EUが東に広がる中、かつて「東欧」と呼ばれた地域は、最近では「中欧」と呼ばれるようです。この地域の都市に関しては、最近のガイドブックやWebには「犯罪急増中」の警告、悪質なスリや引ったくりの被害などが多数報告されていました。私も久々の欧州旅行、しかもこの地域は初めてだったので、財布にチェーンをつけたり安全グッズを揃えたりしましたが、全く杞憂に終わりました。経験から言って、他の都市と比べてもずっと安全で平和で、私達には気持ちのいい旅行になりました。都会だけでなく、途中の小さな町や近郊の村々でも、のどかで気持ちのいい人たちとの出会いがたくさんありました。

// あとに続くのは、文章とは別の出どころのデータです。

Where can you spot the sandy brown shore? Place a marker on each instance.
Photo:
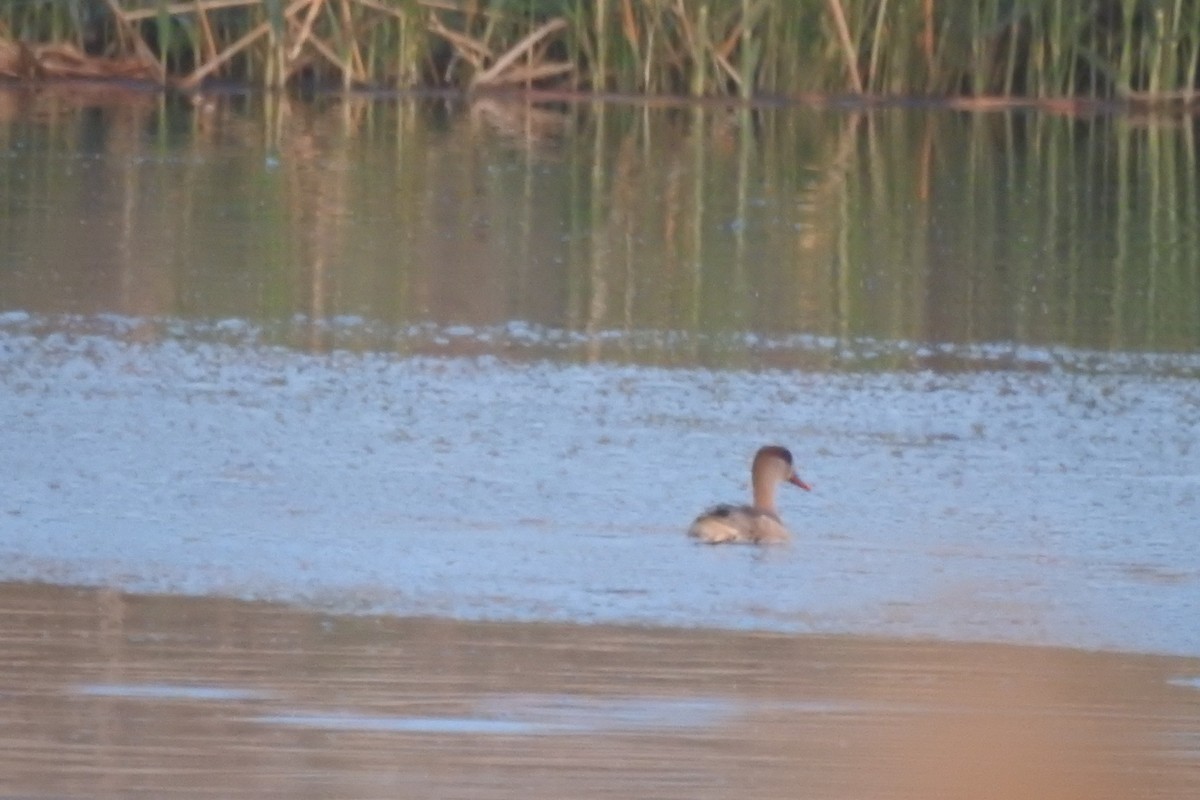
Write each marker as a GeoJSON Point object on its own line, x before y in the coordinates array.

今回の旅行は市販のツアーを原型に、プラハとブタペストを3泊づつに延泊して全8泊9日。日数に余裕が出来た分を近隣の観光や寄り道に使いました。汽車やバス、観光船などは日本からWeb手配したり時間を調べたり、トーマス・クックの時刻表にもずいぶんお世話になりました。ホテルは指定ですが、どこも3つ星・4つ星で問題なし、最初と最後に送迎が付いているのも安心でした。また、ツアーと言っても集合場所に集まったのは我々二人のみで、事実上の個人旅行でした。契約上「方向転換」は出来ませんが、途中の計画は好きにアレンジできました。
- 同行者
- カップル・夫婦
- 一人あたり費用
- 25万円 - 30万円
- 交通手段
- 鉄道 高速・路線バス
- 航空会社
- スイスインターナショナルエアラインズ
- 旅行の手配内容
- ツアー(添乗員同行なし)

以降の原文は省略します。